There’s a classic talk (warning: salty language) from Jacob Thornton, creator of Bootstrap, Hogan.js, and more. He talks about the toll that open source takes on a person, especially if that project becomes popular. Good governance and codes of conduct can alleviate that stress. “Open source can just be a really thankless place where you make something people love and then all of a sudden people are yelling at you,” said Chipps. “It's not great. Open source governance allows for a support system for those folks.”

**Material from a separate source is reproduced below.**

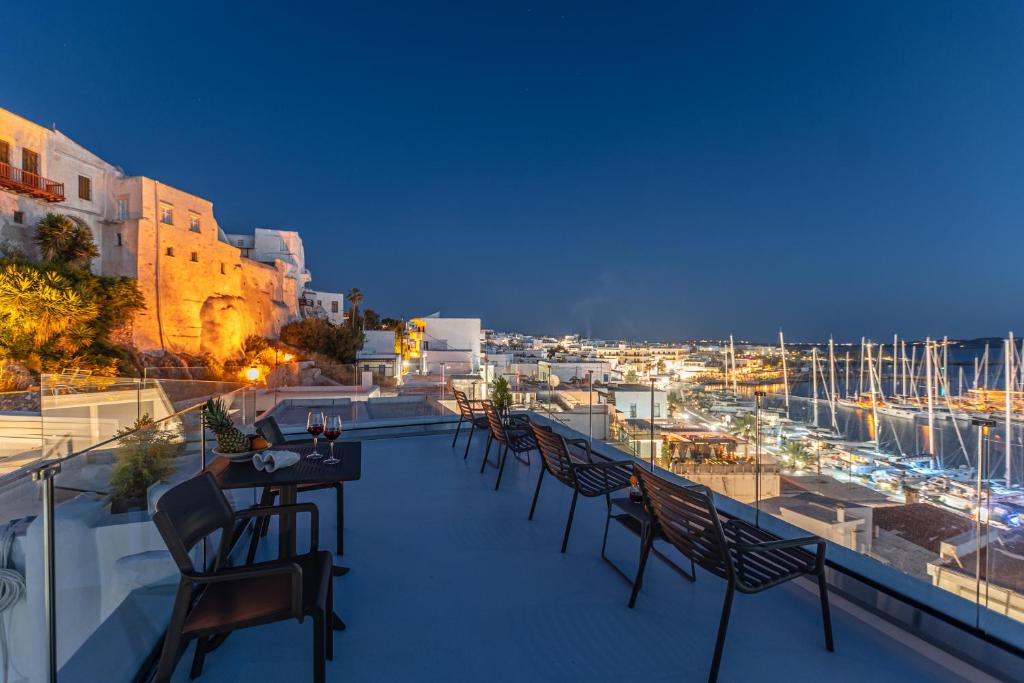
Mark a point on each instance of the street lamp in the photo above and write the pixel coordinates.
(252, 375)
(983, 425)
(758, 395)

Projects that have found success, especially projects that have an associated business built around their open sourced code, can find corporate investors. These groups may provide financial or technical support, but they can also start to skew a project’s mission. “One key lesson for us was to separate the governance for business and for technical work,” said Dolan. Plenty of corporations use OSS in their solutions and generate real revenue. “They quickly realize the need to contribute back. The alternative is a situation that will cost them too much money to maintain a project codebase out of sync with the upstream community. And this is how many of our projects find a sustainable cycle and, hopefully, long term success.”

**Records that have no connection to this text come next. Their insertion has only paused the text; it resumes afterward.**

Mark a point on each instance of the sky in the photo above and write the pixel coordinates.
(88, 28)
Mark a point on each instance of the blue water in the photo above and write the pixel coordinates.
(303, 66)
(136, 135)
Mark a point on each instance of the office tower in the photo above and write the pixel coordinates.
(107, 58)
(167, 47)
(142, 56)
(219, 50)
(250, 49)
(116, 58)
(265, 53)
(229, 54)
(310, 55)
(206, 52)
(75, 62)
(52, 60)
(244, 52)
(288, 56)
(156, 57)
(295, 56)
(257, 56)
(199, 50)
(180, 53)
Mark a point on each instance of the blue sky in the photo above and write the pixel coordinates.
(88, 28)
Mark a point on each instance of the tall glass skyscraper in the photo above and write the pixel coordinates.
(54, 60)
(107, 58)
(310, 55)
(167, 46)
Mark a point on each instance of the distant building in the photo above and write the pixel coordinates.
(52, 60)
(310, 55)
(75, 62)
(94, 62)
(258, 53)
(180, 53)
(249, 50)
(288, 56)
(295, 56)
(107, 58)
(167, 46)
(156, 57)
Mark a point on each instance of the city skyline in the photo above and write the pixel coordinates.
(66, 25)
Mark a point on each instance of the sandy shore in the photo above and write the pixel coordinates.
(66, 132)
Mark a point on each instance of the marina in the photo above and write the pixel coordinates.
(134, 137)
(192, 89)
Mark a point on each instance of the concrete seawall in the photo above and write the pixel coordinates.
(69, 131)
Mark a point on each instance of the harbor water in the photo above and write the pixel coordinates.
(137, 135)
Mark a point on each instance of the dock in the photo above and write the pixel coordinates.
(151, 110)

These governance rules aren’t just so contributors feel good about the work that they put in; they also serve to ensure that the project moves in helpful directions. Regardless of style, most projects have a proposal and RFC process that put any new features through their paces. “It's important for us that any feature we're looking to add today is serving a concrete need, not just adding to the language speculatively,” said Cavanaugh. “Once we're comfortable with a feature proposal, the last step is getting it implemented, after which time we can try it out, work out any edge cases, and make sure we've created something that will be a good ‘forever’ addition to the language.”
The Linux foundation may be the current gold standard for governance. They started early and essentially created the modern idea of open source. The Linux operating system conceived code contributions like a bazaar, not a cathedral; that is, anyone can contribute, not just the elect. Because they were early to open source, they’ve gained plenty of experience over time. “The Linux foundation as a parent foundation is a good example of governance,” said Chipps. “Because it has failed at so many things, it's had to become a better at everything it does. It started out as an adversarial place to be. Now has so much bureaucracy that that's not possible.”
Dolan agrees: good decisions come from experience, and experience comes from breaking things. “We’ve certainly learned by doing, breaking things, and having to help fix them, too. That doesn’t apply to just software, but the governance models themselves. We’ve also hired open source professionals who built and broke many things before they came to the Linux Foundation and brought those experiences to the table as we set up new communities.”
Open source projects and their governance, like the code itself, is still a work in progress. It’s still figuring out what works as a governing model and how to make all-volunteer contributions into a sustainable model. But they’ve already changed the world, and they’ll continue to change with the world.